In lieu of any provisions in the Agreement relating to the ownership or use of Product Usage Data, ownership and use of usage information and traffic patterns related to Customer’s access and use of the Service and Component shall be subject to the following paragraph:

Customer shall own the usage information and traffic patterns specific to Customer’s access and use of Certificates or PlayReady, which shall include personally identifiable information, if any, of Customer’s end users.  Notwithstanding the foregoing, Microsoft and Comcast shall have the right to use such data: (a) to deliver Certificates or PlayReady, or otherwise perform their obligations under this Schedule A -Microsoft PlayReady; (b) improve any of the foregoing; and/or (c) in the aggregate with other data for general reporting purposes, provided that such aggregated data does not contain personally identifiable information and does not identify Customer as the source of such information.  

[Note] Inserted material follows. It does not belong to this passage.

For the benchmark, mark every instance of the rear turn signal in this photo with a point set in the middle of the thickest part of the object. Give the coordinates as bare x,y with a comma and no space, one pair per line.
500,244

5. DISCLAIMER OF MICROSOFT WARRANTIES; LIMITATION OF MICROSOFT LIABILITY

MICROSOFT AND ITS THIRD PARTY SUPPLIERS MAKE NO WARRANTIES, EXPRESS, IMPLIED, ARISING FROM COURSE OF DEALING OR USAGE OF TRADE, OR STATUTORY, AS TO CERTIFICATES, PLAYREADY, OR ANY MATTER ARISING FROM OR RELATING TO THIS SCHEDULE A-MICROSOFT PLAYREADY.  IN PARTICULAR, ANY AND ALL WARRANTIES OF MERCHANTABILITY, FITNESS FOR A PARTICULAR PURPOSE AND TITLE, NON-INFRINGEMENT, QUIET ENJOYMENT, AND SYSTEM INTEGRATION ARE EXPRESSLY EXCLUDED.  CUSTOMER SHALL NOT HAVE THE RIGHT TO MAKE OR PASS ON, AND SHALL TAKE ALL MEASURES NECESSARY TO ENSURE THAT NEITHER IT NOR ANY OF ITS AGENTS OR EMPLOYEES SHALL MAKE OR PASS ON, ANY EXPRESS OR IMPLIED WARRANTY OR REPRESENTATION ON BEHALF OF MICROSOFT OR ITS THIRD PARTY SUPPLIERS TO ANY END USER OR THIRD PARTY.

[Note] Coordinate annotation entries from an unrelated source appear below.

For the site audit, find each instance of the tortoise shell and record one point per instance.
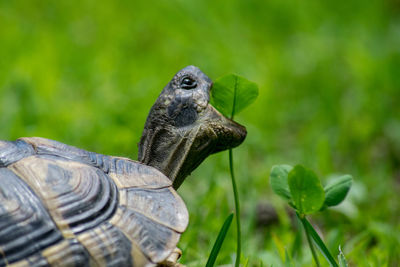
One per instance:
(60, 205)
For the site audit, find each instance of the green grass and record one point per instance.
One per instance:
(86, 73)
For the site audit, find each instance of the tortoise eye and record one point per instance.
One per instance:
(188, 83)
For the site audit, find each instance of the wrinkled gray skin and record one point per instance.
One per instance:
(183, 128)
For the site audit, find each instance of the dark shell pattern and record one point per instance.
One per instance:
(64, 206)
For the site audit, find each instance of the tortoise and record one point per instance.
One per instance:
(65, 206)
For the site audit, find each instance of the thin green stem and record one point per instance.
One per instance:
(314, 253)
(237, 209)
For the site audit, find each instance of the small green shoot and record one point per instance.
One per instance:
(342, 259)
(302, 189)
(306, 190)
(230, 95)
(336, 191)
(218, 242)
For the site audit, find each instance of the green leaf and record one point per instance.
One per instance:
(336, 191)
(230, 94)
(306, 190)
(279, 180)
(342, 259)
(288, 260)
(218, 242)
(318, 241)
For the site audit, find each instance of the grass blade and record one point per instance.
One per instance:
(218, 242)
(318, 242)
(342, 259)
(237, 210)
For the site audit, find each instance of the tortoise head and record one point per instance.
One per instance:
(183, 128)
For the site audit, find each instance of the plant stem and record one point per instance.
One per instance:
(237, 210)
(310, 243)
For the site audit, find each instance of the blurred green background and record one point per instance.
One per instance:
(87, 72)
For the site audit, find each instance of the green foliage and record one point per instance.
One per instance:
(307, 196)
(342, 259)
(329, 80)
(306, 190)
(318, 242)
(232, 93)
(336, 191)
(218, 242)
(279, 180)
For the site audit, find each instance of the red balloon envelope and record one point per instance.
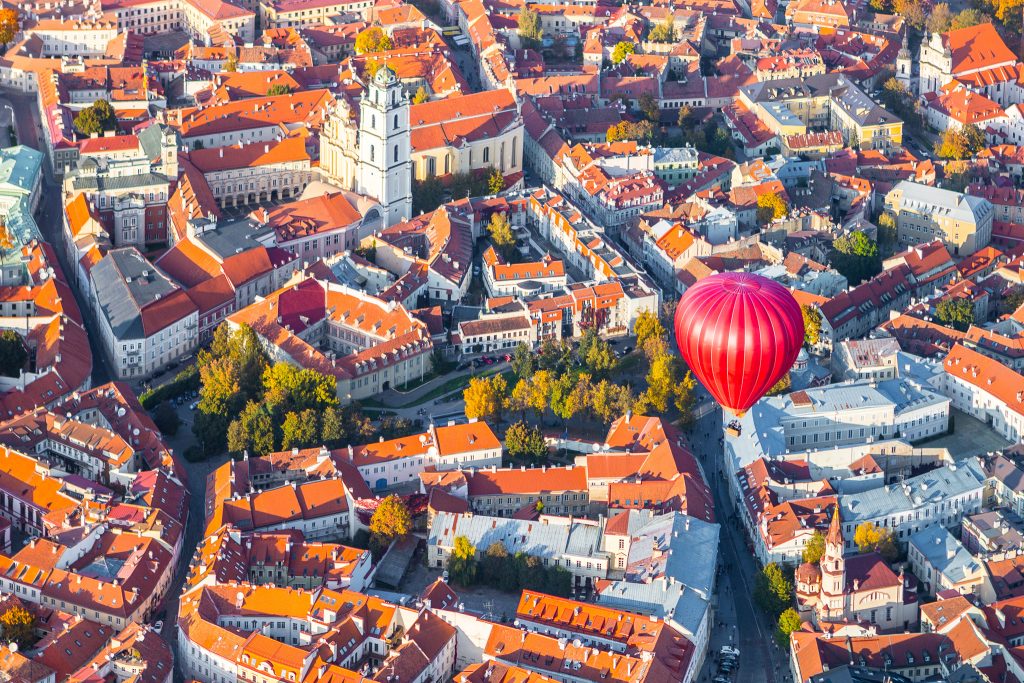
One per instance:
(739, 333)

MICROSOFT SHALL NOT BE LIABLE TO CUSTOMER FOR ANY LOSS OF USE, INTERRUPTION OF BUSINESS OR ANY INDIRECT, SPECIAL, INCIDENTAL OR CONSEQUENTIAL DAMAGES OF ANY KIND (INCLUDING LOST PROFITS) REGARDLESS OF THE FORM OF ACTION WHETHER IN CONTRACT, TORT (INCLUDING NEGLIGENCE), STRICT PRODUCT LIABILITY OR OTHERWISE, EVEN IF MICROSOFT HAS BEEN ADVISED OF THE POSSIBILITY OF SUCH DAMAGES.

6. SERVICE FEES

The fees shall be included in Customer’s Monthly License Fee designated on the Schedule A Order Form, with such fee to be invoiced by Comcast and payable in accordance with the Agreement.